Improving LLM Performance (with Evals)

Part 2 in the LLM Evals series

Trelis Research

Jan 08, 2025

Improving AI Performance (using Evals)

Part 2 of the LLM Evals series is out, and it covers the topic of...

"How do I Improve AI Performance for my Use Case?”

In short:

Making AI work for custom applications is all about creating high quality data.
That data is often IN YOUR HEAD or IN YOUR CUSTOMER'S HEAD.
You need to make that information explicit!
And to do that, it helps to have a clear framework for creating high quality examples of tasks for the AI to learn from (via prompting).

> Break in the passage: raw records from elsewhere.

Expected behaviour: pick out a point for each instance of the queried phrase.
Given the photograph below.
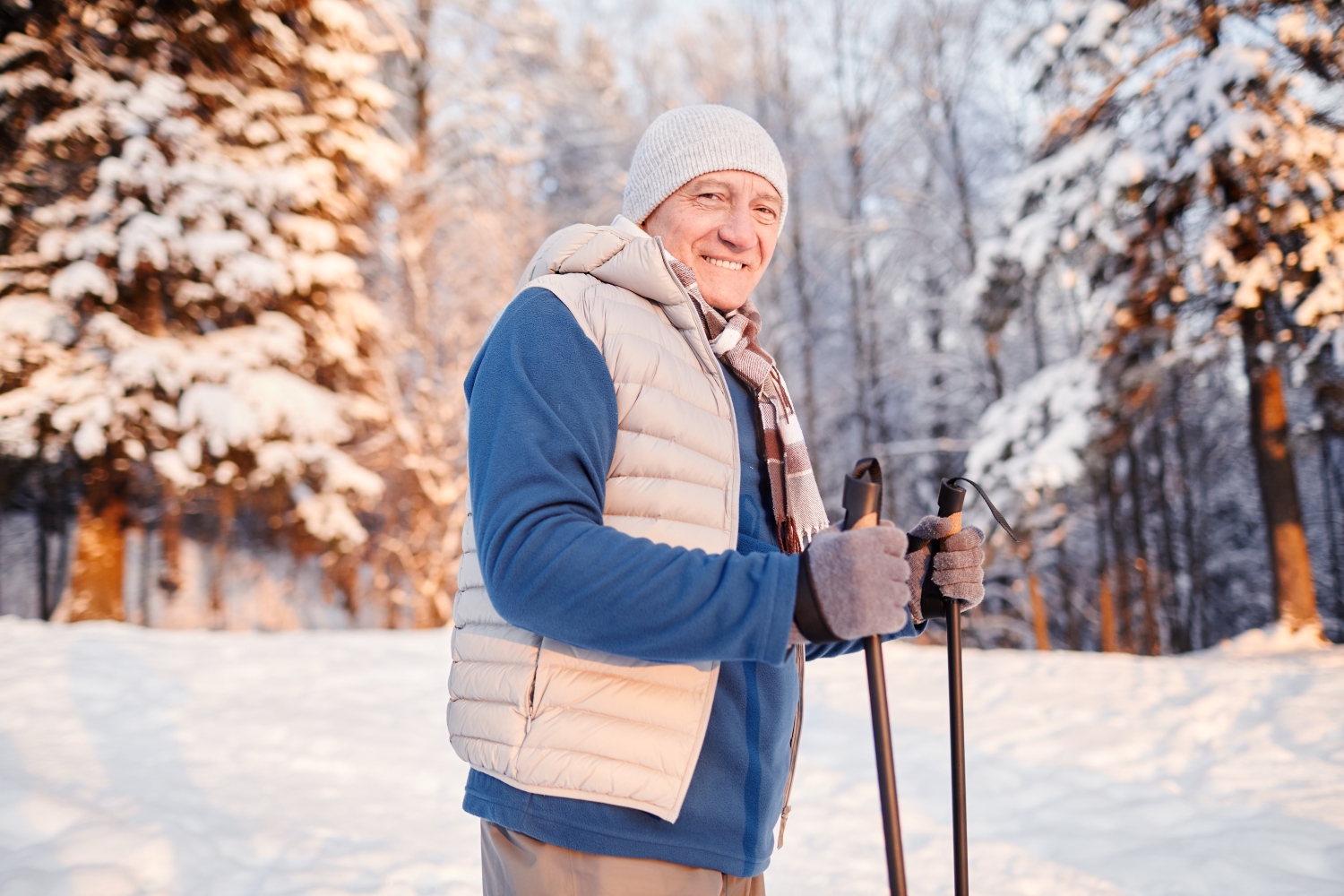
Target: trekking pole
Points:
(862, 504)
(951, 500)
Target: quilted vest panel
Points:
(553, 719)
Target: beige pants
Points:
(513, 864)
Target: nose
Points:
(738, 233)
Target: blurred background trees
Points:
(1083, 250)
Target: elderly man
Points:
(634, 603)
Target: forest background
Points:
(1088, 253)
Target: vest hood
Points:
(620, 254)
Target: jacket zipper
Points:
(793, 743)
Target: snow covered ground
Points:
(204, 763)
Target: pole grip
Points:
(951, 501)
(862, 500)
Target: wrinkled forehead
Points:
(753, 187)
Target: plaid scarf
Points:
(798, 512)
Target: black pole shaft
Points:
(863, 508)
(886, 763)
(956, 713)
(951, 500)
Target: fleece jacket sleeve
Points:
(542, 435)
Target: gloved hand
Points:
(959, 564)
(852, 584)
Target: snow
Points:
(316, 762)
(1032, 440)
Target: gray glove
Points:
(959, 564)
(854, 584)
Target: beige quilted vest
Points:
(553, 719)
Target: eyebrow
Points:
(722, 185)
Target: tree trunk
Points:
(1039, 613)
(1290, 563)
(1193, 544)
(1145, 576)
(1124, 599)
(99, 557)
(1107, 614)
(169, 575)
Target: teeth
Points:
(719, 263)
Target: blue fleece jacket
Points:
(542, 440)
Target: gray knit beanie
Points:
(682, 144)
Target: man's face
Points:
(725, 226)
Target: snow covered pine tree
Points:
(1190, 188)
(183, 194)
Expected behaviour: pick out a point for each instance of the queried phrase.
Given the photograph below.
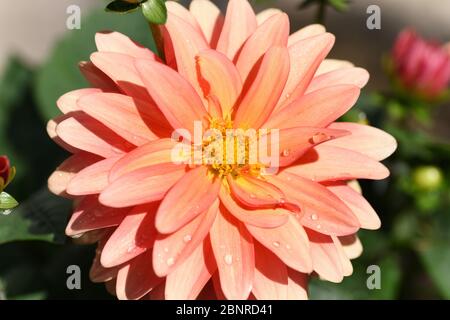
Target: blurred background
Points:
(38, 63)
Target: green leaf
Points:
(120, 6)
(60, 73)
(7, 201)
(155, 11)
(42, 217)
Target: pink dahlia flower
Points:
(177, 226)
(422, 66)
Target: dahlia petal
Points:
(153, 153)
(120, 68)
(354, 76)
(181, 109)
(264, 91)
(59, 180)
(68, 102)
(209, 18)
(297, 285)
(366, 140)
(271, 276)
(136, 121)
(255, 193)
(85, 133)
(272, 33)
(141, 186)
(319, 207)
(305, 56)
(328, 163)
(89, 215)
(92, 179)
(193, 194)
(135, 235)
(309, 31)
(288, 242)
(240, 23)
(172, 250)
(219, 78)
(120, 43)
(233, 249)
(200, 266)
(317, 109)
(325, 257)
(136, 279)
(264, 218)
(366, 215)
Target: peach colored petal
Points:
(200, 266)
(240, 23)
(366, 215)
(328, 163)
(209, 18)
(309, 31)
(271, 276)
(354, 76)
(136, 279)
(234, 252)
(172, 250)
(265, 218)
(289, 242)
(366, 140)
(319, 208)
(135, 235)
(264, 91)
(317, 109)
(193, 194)
(219, 79)
(141, 186)
(92, 179)
(135, 120)
(59, 180)
(305, 56)
(120, 43)
(272, 33)
(181, 109)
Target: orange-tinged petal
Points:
(91, 215)
(141, 186)
(272, 33)
(263, 92)
(366, 140)
(264, 218)
(135, 235)
(120, 43)
(240, 23)
(172, 250)
(193, 194)
(136, 279)
(271, 276)
(320, 209)
(234, 252)
(181, 109)
(317, 109)
(328, 163)
(325, 256)
(219, 78)
(289, 242)
(366, 215)
(305, 56)
(135, 120)
(209, 18)
(93, 179)
(200, 266)
(255, 193)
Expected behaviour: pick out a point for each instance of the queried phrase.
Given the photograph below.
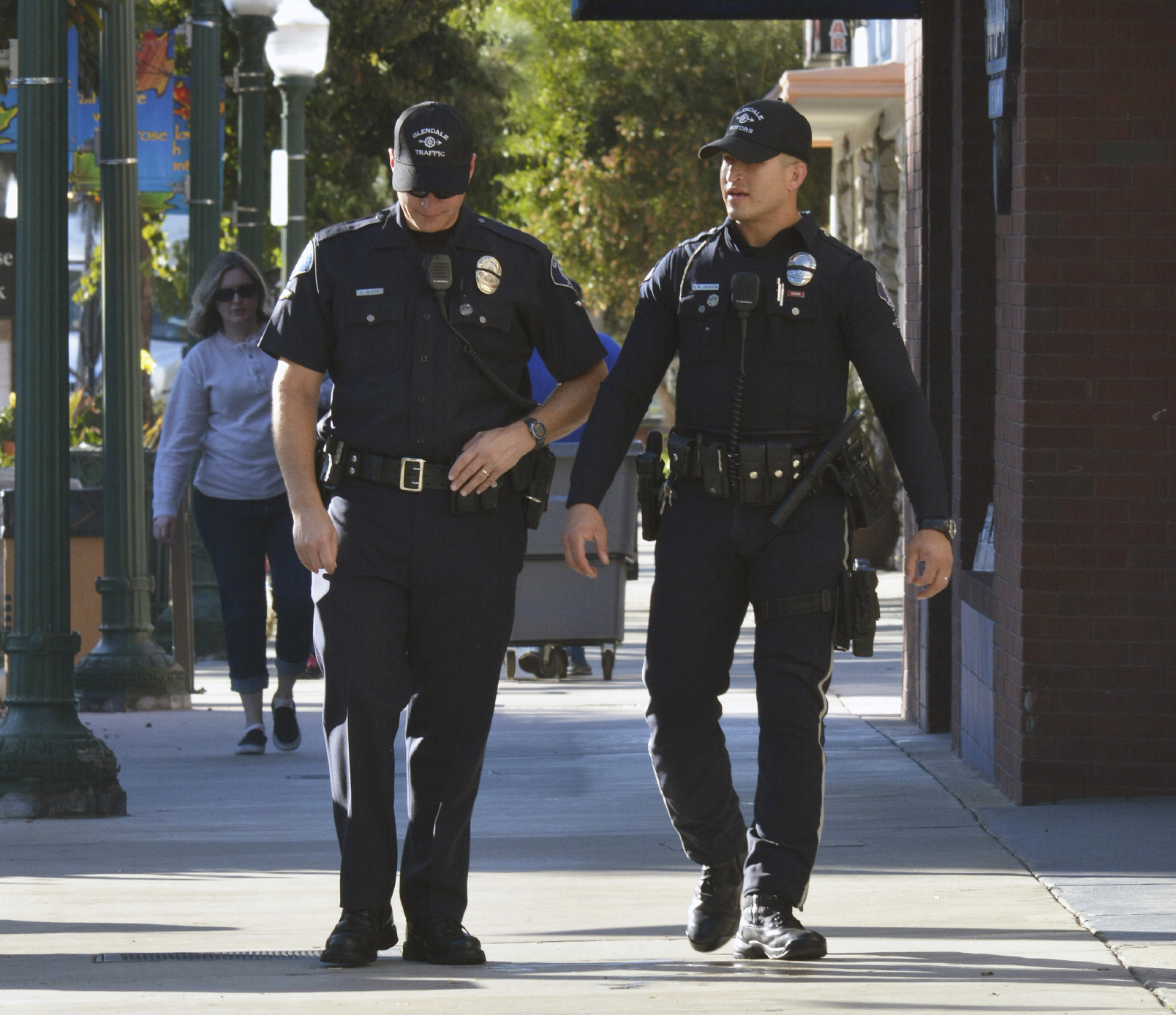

That's what I explain here.

Cheers, Ronan

Trelis.com

Summary: Improving LLM Performance Through Systematic Evaluation and Few-Shot Learning

Large Language Model (LLM) evaluations serve two key purposes: measuring performance and testing improvements. This article describes a systematic approach to creating high-quality examples and measuring their impact on model performance.

Creating the Initial Pipeline

The first step is establishing a baseline pipeline with minimal configuration:

- Model: Claude 3.5 Sonnet

- No system prompt

- No few-shot examples

This simple configuration provides a reference point for measuring improvements.

Building an Evaluation Dataset

The evaluation dataset requires:

Clear input questions
Specific evaluation criteria

For example:

The correct factual answer
A requirement for verbatim citations from source documents
Specific formatting (e.g. brief answer followed by citation)

Generating Training Examples

Training examples can be created through a systematic process - much like creating an evaluation dataset:

1. Write question and evaluation criteria

2. Include relevant reference documents

3. Generate sample answer using baseline model

4. Validate answer meets all criteria using automated judge

5. Mark validated examples as training data to prevent evaluation contamination

Key principle: Training examples should be similar to but not identical to evaluation examples to avoid overfitting.

Enhanced Pipeline with Few-Shot Learning

Once you have some training examples, you can create an improved pipeline with:

System prompt identifying model as domain expert
2-3 high-quality few-shot examples demonstrating desired format
XML tags to clearly delineate example components:
- Document context
- Question
- Evaluation criteria
- Ground Truth Answer

Results and Observations

Testing on a touch rugby Q&A dataset:

Baseline pipeline (no examples): 0/2 correct
Enhanced pipeline with few-shot examples: 2/2 correct

Key improvements when using few-shot examples:

Consistent answer formatting
Proper citation inclusion
Accurate content aligned with source documents

Implementation Notes

When building evaluation systems:

1. Keep evaluation separate from training data

2. Use binary scoring (pass/fail) initially for clearer results (don’t overcomplicate)

3. Manually select training examples rather than random splits

4. Consider context length limitations (you can sometimes truncate the middle of long documents in the few-shot examples), especially with reasoning models

5. Structure prompts with clear delineation between components

Special Considerations for Reasoning Models

Models like o1 respond differently to few-shot examples:

May perform poorly with lengthy context
Often confused by irrelevant examples
Work better with direct, simple prompts
Overall, you nay require hybrid approaches combining reasoning and traditional transformer models - especially if dealing with a lot of context.